# Where to find viterbi algorithm transition values for natural language processing?

I just watched a video where they used Viterbi algorithm to determine whether certain words in a sentence are intended to be nouns/verbs/adjs etc, they used transition and emission probabilities, for example the probability of the word 'Time' being used as a verb is known (emission) and the probability of a noun leading onto a verb (transition).

http://www.youtube.com/watch?v=O_q82UMtjoM&feature=relmfu (The video)

How can I find a good dataset of transition and emission probabilities for this use-case?
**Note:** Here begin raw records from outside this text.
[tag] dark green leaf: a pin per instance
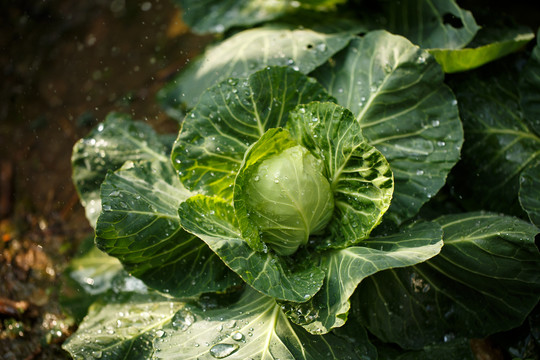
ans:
(499, 143)
(229, 118)
(359, 175)
(139, 225)
(529, 89)
(455, 60)
(107, 147)
(433, 24)
(397, 93)
(451, 349)
(212, 219)
(486, 279)
(346, 268)
(252, 50)
(529, 192)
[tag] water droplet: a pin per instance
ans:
(237, 335)
(321, 47)
(221, 351)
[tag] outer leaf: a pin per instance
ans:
(219, 15)
(499, 142)
(529, 89)
(139, 225)
(397, 93)
(123, 327)
(213, 220)
(107, 147)
(346, 268)
(94, 271)
(253, 328)
(229, 118)
(88, 276)
(449, 350)
(439, 24)
(486, 279)
(273, 142)
(359, 175)
(529, 192)
(456, 60)
(252, 50)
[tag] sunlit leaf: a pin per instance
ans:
(252, 50)
(107, 147)
(139, 225)
(346, 268)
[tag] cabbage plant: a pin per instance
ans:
(298, 212)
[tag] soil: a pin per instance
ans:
(65, 65)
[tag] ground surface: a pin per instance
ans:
(64, 65)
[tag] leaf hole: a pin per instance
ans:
(452, 20)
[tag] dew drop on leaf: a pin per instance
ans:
(237, 335)
(221, 351)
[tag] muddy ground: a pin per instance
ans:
(64, 65)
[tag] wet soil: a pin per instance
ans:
(64, 65)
Or EVEN just a single example with all the probabilities displayed, I want to use realistic numbers in a demonstration.

## Answers

Usually, implementations of **Hidden Markov Models** (HMMs) cannot only perform the Viterbi algorithm for tagging, but also an algorithm used to *train* the model (e.g. the Baum-Welch algorithm). Then the way to obtain the model (i.e. the set of transition and emission probabilities) is to **run the training algorithm** on a suitable training corpus (such as the PennTreebank).
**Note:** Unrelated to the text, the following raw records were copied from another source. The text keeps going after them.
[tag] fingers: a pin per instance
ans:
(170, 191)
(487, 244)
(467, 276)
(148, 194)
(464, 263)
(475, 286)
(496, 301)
I am not aware of any freely available, off-the-shelf HMM-based implementation of a POS tagger that comes with a pre-trained model that can be readily inspected. However, an approach that is in many ways similar to an HMM is the **Conditional Random Field** (CRF). The CRFTagger created at Tohoku University, Japan, appears to come with a pre-trained model for English (see the file model/model.txt after downloading and unpacking). The file is human-readable, but to understand the details of the format you might have to contact the authors.